I should perhaps explain about this ballon thing. There is a well at the property, which has been the sole source of household water since the house was built in eighteen hundred and something. By the simple method of tying a large washer to a piece of rope, and lowering it into the well, I have determined that it is just over 4 metres deep, and the water depth is 3 metres. A pipe runs through a hole in the brickwork about half-way down the well and disappears into the water. The other end of this pipe runs underground to one of the outbuildings, where it terminates at an ancient electric pump. From this pump, a short length of leaky bandaged pipe runs above a collection of jam-jars (to collect the drips) into a galvanised steel drum (known as a “ballon” here) which is supposedly able to withstand a pressure of 10 bar. The idea is that when the pump is switched on, water fills up this ballon, and once the pressure inside reaches around 3 bar, the pump switches off.
However, up until today we have not been able to get any water to enter the ballon at all. Examining the setup, LSS discovered a small bolt on the pump inlet, and after some head-scratching we worked out that this must be the inlet used for priming the pump. Pouring two litres of water into the hole with the aid of a funnel meant the pump was finally operational.
Whilst LSS was busying herself in supplying the household with rusty water, I finished working on the fruit trees in the orchard, pruning off the dead branches. LSS then assisted me with removing the remaining brambles.

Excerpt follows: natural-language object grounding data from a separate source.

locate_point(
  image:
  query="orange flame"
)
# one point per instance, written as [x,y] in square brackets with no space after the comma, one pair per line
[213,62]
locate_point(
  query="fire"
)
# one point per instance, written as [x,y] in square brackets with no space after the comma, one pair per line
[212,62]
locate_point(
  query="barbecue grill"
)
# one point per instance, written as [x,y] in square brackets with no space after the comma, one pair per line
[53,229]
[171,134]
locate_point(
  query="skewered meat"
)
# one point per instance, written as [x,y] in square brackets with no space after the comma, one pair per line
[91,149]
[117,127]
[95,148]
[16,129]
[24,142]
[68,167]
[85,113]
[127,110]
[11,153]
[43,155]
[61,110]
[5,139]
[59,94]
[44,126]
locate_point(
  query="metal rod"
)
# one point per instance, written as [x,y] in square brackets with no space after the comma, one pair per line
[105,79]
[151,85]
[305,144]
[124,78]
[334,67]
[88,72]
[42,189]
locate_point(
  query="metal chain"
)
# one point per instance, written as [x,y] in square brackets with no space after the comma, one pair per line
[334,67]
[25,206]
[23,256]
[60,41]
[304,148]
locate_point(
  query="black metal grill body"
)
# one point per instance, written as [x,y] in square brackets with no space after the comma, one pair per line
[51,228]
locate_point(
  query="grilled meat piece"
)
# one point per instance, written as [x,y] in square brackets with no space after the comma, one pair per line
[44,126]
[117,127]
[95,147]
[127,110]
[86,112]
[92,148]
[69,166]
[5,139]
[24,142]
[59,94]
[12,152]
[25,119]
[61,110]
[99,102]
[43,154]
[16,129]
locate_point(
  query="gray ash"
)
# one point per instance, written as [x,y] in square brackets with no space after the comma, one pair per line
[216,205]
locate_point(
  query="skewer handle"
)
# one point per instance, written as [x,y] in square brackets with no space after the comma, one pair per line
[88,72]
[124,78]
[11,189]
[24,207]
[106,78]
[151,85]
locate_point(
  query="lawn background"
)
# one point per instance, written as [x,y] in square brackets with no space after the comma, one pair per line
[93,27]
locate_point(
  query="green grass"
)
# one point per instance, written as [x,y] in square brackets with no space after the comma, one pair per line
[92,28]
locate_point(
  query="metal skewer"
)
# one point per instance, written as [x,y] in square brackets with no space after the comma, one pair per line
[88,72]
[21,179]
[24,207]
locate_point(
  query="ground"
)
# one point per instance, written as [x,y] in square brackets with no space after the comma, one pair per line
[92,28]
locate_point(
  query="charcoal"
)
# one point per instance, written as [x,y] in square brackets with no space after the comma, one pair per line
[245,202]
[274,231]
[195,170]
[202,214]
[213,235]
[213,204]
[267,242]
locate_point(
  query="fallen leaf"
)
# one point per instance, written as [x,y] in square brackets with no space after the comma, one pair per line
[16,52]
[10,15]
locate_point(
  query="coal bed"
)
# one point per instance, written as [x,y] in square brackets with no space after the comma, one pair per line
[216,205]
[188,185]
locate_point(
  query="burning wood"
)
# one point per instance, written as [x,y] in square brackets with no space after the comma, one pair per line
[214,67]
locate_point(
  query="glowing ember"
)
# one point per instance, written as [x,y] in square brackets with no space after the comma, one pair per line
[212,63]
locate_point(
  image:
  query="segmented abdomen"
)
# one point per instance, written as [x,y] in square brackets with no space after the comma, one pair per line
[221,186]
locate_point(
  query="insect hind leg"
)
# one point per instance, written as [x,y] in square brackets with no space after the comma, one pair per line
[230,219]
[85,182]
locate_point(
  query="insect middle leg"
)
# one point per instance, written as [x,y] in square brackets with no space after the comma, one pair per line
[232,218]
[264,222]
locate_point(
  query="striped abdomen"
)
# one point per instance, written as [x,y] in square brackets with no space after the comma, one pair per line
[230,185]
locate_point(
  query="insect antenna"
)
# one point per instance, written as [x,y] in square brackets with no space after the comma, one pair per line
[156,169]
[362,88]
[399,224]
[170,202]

I have never known plants to have such long, persistent roots!
All this time, the wood stove was burning quietly away in the kitchen, and as LSS had had the brilliant idea of sticking some foil-wrapped potatoes into the oven side of it first thing this morning, we now have some roast potatoes for dinner.
One of the first things we had to do when we arrived, was to empty the house and barn of junk. In the barn was an old horse-drawn cart which was covered with bits of wood and fruit boxes.
Anybody want this thing? It’s yours for 10 euros. The only catch is that you need to collect it.
Of course the woodworm/termites had been busy; nearly all the wood pieces were infested. Mould was in evidence too. The wood scrap simply had to go. But instead of just throwing it away, we decided to extract whatever remained of the calories of energy it contained by burning it in the kitchen stove.
Of course if we had told anyone (especially the aged FIL) what we were doing, there would have been gasps of horror. “You can’t burn that in the kitchen stove! It won’t burn well! You’ll block the chimney! Go and cut down a nice tree instead!”
Well, chimneys can be cleaned, n’est pas? The way I look at it is that we have wood to burn which would otherwise just be thrown away.
I reflected for a moment on a documentary about Ethiopia we saw on British television a while back. The camera crew followed one young woman who lived in a tent made of animal skins. Her earthly riches consisted of the tent, a cooking pot, and a goat. Her husband was off somewhere patrolling the border with his AK-47. Of course the area around her tent, for as far as the eye could see, was bare. Not a tree or a blade of grass in sight. So when it came to deciding whether to burn our wood in the kitchen stove, I pictured this woman wandering along with her goat and seeing something on the ground. “Ooh, a twig! I can heat my house for a week with that! And cook a goat.” Riches are relative.
Yes, we did have to have the chimney cleaned. But then again, we don’t know when this was last done, so we can’t blame the poor quality wood for that!
The fruit boxes have been stacked in one of the outbuildings which will see later use as a chicken coop. If we can’t use the fruit boxes for anything else I’m sure they’ll come in handy for lighting fires.
Also in the house were two large cupboards which had not been moved, dusted, or otherwise touched for about 30 years. Of course the woodworm and/or termites had had a field day here too. The first cupboard simply fell apart when we tried to move it. This, too, ended up becoming a pile of wood ash at the bottom of the garden. The other cupboard was in slightly better condition, because only the doors fell off. I did consider using this cupboard in the workshop for tool storage but decided my tools would be better off without it. I suspect it will suffer the same fate as the first.